The present study is the first that investigate gut microbiota of growing rabbits fed diets supplemented with insect fats. The results of this study revealed an enrichment of different taxa according to the dietary treatment and a similar microbial diversity and richness between feces and caecum samples. Caecal microbiota is a primary determinant for rabbit health, whereas the fecal microbiota provides an accurate method for studying the evolution of rabbit gut microbiota from weaning to slaughtering [45–46]. Firmicutes, Bacteroidetes and Verrucomicrobia represented the dominant bacterial phyla in the control and insect fat-fed rabbits of the present study. These findings overall agree with previous researches that identified Firmicutes and Bacteroides as the main bacterial phylum in the gut microbiota [2; 46–48]. In relation to the genera composition, Bacteroides, Bacteroidales, Clostridiales, Lachnospiraceae, Ruminococcaceae and Ruminococcus families, mainly colonized the caecal and fecal microbiota of the rabbits fed soybean oil or insect fats in the current study. These findings are also in agreement with previous studies, which observed Bacteroides [46;48], Clostridiales [47] and Ruminococcus [46;49] as main the bacterial genera in caecal and fecal microbiota of rabbits.
Regarding the microbial composition, we did not observe any strong effects as a consequence of the dietary inclusion of HI and TM fats. However, a signature in the microbial population was observed. The fat of TM reduced some taxa such as Klebsiella, Lachnospira, Parabacteroides and Odoribacter. On the other hand, the dietary supplementation of HI and TM fats enriched the presence of Akkermansia, which is a maintaxa in the gut microbiota of rabbit [45]. It is well reported that Akkermansia can be considered a probiotic of new generation able to degrade the mucin in the gut with the production of beneficial molecules like SCFA, thus exerting a significant improvement in the gut barrier and in the maintenance of intestinal health [50–52]. In addition, it was suggested that Akkermansia have an important role in the hydrolysis of various dietary polysaccharides, contributing to increase cellulose digestibility as well as methane metabolism [53–55]. The increase of this taxon related with the insect fat inclusion suggests an optimal gut environment in our rabbits, even if this observation needs further investigation to be confirmed.
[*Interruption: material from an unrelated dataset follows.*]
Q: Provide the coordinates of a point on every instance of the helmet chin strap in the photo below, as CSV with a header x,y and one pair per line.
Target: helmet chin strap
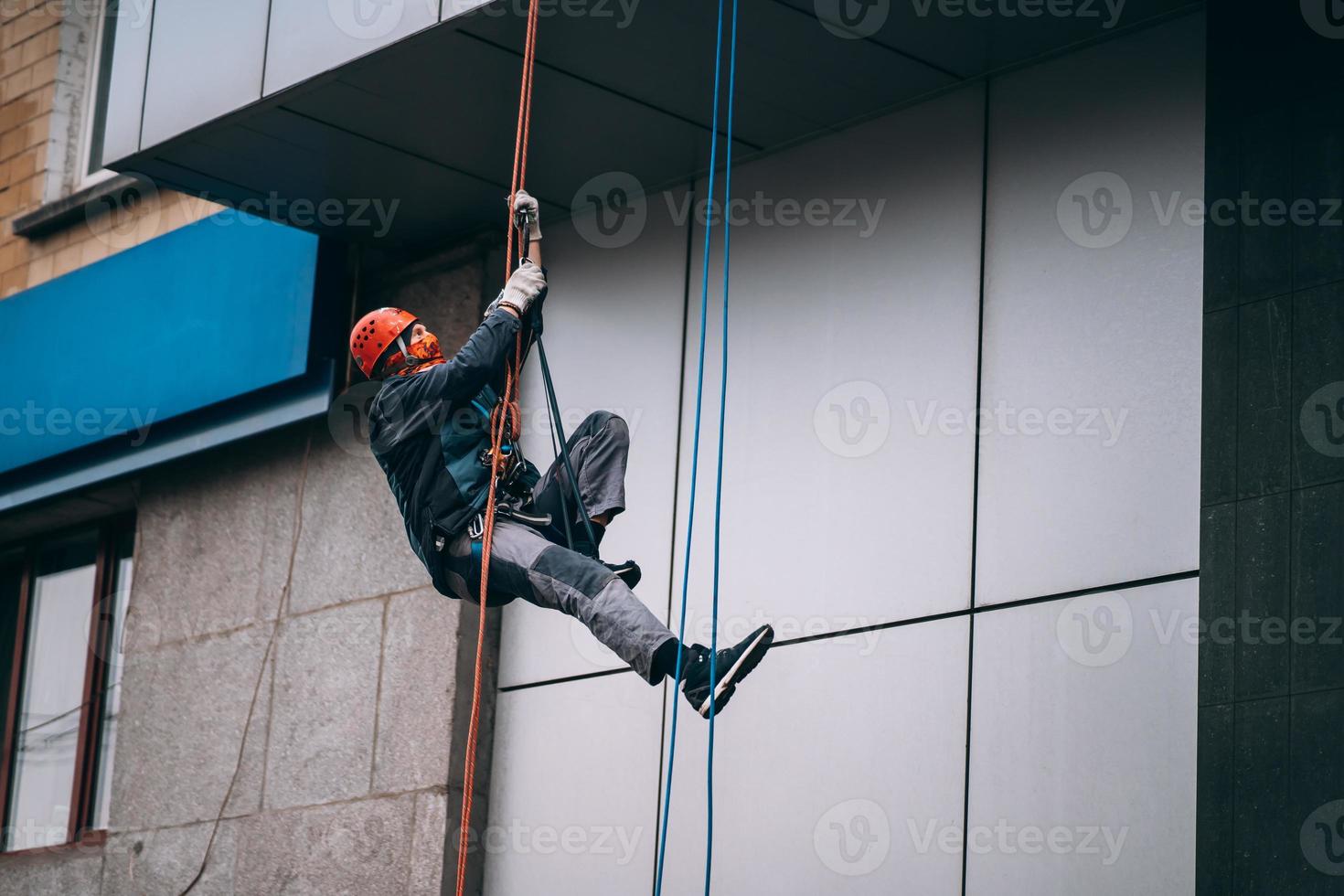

In addition, a strong positive correlation between Akkermansia and NH3-N was observed.
Ruminococcaceae family was considered as an important producer of short-chain FAs (mainly butyrate, acetic, and succinic acids) through glucose metabolism and cellulose digestion [56–57]. It was reported that member of this family is an important component of the beneficial microbiota of several herbivores [58–59]. Their presence is related with an improvement of the immune system of the host via intestinal mucus degradation and a prevention of acidosis via lactate degradation [60]. The supplementation of HI fat also increased the presence of Ruminococcus (belonging to Lachnospiraceae family), that are butyrate producing bacteria. This ability was also confirmed by the strong positive correlation between L-Ruminococcus, acetic and propionic acid. The microbial signature drove by the inclusion of insect fat increases the presence of Bacteroides, Clostridium, Akkermansia and Ruminococcus and suggests that dietary HI and TM fats may exert a positive influence on the caecal microbiota of the rabbits. It should be pointed out that rabbit fed HI and TM fats showed no significant alterations at histopathological level and no differences on growth performance [12].